His heart went out utterly to his companion, not now with that first romantic ardor and adoration, but painfully, as if a link were drawn forth from the very inmost of it, and forged into an unbreaking bond. For in this love he now felt there was compassion: without which love is untempered, and is not whole, and does not last.

Excuse me while I fan myself for a moment.

            Arren tends to instinctively throw himself between Ged and potential danger, even when he doesn't have his sword, although though Ged is - as he well knows - the world's most powerful wizard. Ged questions one of these actions: grabbing a bag of money and running to lure robbers away from the unconscious wizard. Arren says that he didn't think of what might happen to him, or that Ged might be dead already. "You are the one that matters...who can get to wherever it is we must go." But he didn't reason that out at the time, he just acted. It turned out to be correct; the robbers kidnap Arren as a slave, but by then Ged has recovered and is able to rescue him. This protective instinct proves to be especially useful in the last part of their quest, where Ged actually does need defending while he repairs the hole in the world, and help getting out of the underworld afterwards.            

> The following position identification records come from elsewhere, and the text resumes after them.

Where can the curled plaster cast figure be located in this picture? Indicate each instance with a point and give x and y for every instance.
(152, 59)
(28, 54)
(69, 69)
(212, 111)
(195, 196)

            The prince's devotion does briefly falter. When he is under the influence of the other wizard, "Arren saw now what a fool he had been to entrust himself body and soul to this restless and secretive man." Even then, his doubts melt away whenever Sparrowhawk/Ged speaks: "He would look at his companion and see that hard, harsh, patient face, and he would think 'This is my lord and friend'". Despite his despair, he manages to row the boat out of danger when the locals throw spears at them, and saves the water for an injured Ged as they drift helplessly at sea. It never occurs to him to drink it himself. They are rescued by people who live on rafts in the open sea; when he recovers the second sentence out of his mouth is: "Will you take me to my companion?"

And they do:

Sparrowhawk's shoulder had been skillfully bandaged...He looked at Arren and smiled the sweet, joyous smile that was always startling on his hard face. Arren felt suddenly like weeping again. He put his hand on Sparrowhawk's hand and said nothing.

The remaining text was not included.